Камилла покачала головой, напряженно размышляя. Никогда еще Лоуренс не произносил столько слов сразу. Он по-прежнему обнимал ее, словно желая защитить. Камилла чувствовала его горячие ладони на своей спине.
– Вот почему нужно непременно найти этого зверя, мертвым или живым. Если они его найдут, он будет мертвым, если я – живым. И с этого момента нам лучше помалкивать.
– А что делать с Сюзанной?
– Съездим к ней завтра, скажем, чтобы поменьше трепалась.
– Она не любит, когда ей приказывают.
– Но она любит меня.
– Она уже могла рассказать кому-нибудь, кроме тебя.
– Не думаю. Вряд ли.
– Почему?
– Потому что она считает всех жителей Сен-Виктора круглыми идиотами. А меня нет, потому что я иностранец. Кроме того, она разговорилась об этом со мной, потому что я разбираюсь в волках.
– Почему же ты ни словом не обмолвился в среду вечером, когда мы вернулись из Экара?
– Я надеялся, что во время облавы животное обнаружат и тогда все само собой забудется. Не хотел понапрасну тебя расстраивать, ты ведь любишь толстуху.
Камилла снова покачала головой.
– Она сумасшедшая, твоя Сюзанна, – прошептал ей на ухо Лоуренс.

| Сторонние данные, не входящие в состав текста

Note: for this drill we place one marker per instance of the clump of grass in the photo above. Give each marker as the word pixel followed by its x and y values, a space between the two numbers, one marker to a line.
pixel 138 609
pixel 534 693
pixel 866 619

– Я ее все равно очень люблю.
– Знаю.
IX
На следующее утро в половине восьмого Лоуренс завел мотоцикл, и они тронулись в путь. Еще толком не проснувшаяся Камилла села сзади, и они не спеша проехали два километра до Экара. Одной рукой Камилла крепко обнимала Лоуренса, а в другой держала пустую банку из-под винограда в водке. Сюзанна давала виноград только в обмен на пустую банку.
Лоуренс повернул налево, выехав на каменистую дорогу, ведущую прямо к дому.
– Смотри, полицейские! – крикнула Камилла, тряся Лоуренса за плечо.
Лоуренс знаком показал, что тоже их заметил, заглушил мотор и слез с мотоцикла. Сняв шлемы, они с Камиллой увидели тот же голубой автомобиль «универсал», что стоял у овчарни, как два дня назад, и тех же двух полицейских, среднего роста и совсем низенького, которые бегали от дома к машине и обратно.
– God, – только и вымолвил Лоуренс.
– Вот черт, опять беда с овцами, – с досадой произнесла Камилла.
– Bullshit. Теперь толстуху не утихомирить.
– Сюзанну.
– Сюзанну.
– Лучше бы это случилось где-нибудь еще.
– Волк сам выбирает. Случай тут ни при чем, – сказал Лоуренс.
– Он выбирает?
– Несомненно. Ходит на разведку, пока не отыщет то, что ему нужно. Овчарня легко доступна, стоит на отшибе, собак держат на привязи. Вот он и возвращается. И еще не раз вернется. Если сюда повадится, его будет проще поймать.
Лоуренс положил шлем и перчатки на сиденье мотоцикла.
– Пойдем, – позвал он Камиллу, – надо взглянуть на раны. Интересно, они такие же или другие?
Лоуренс встряхнулся, как просыпающийся зверь, – так он всегда делал, когда возникали какие-нибудь трудности. Камилла сжала кулаки и сунула их в карманы брюк. Тропинка пахла тимьяном и базиликом – и кровью, подумала про себя Камилла. А Лоуренс считал, что здесь всегда пахнет овечьей грязной шерстью и мочой.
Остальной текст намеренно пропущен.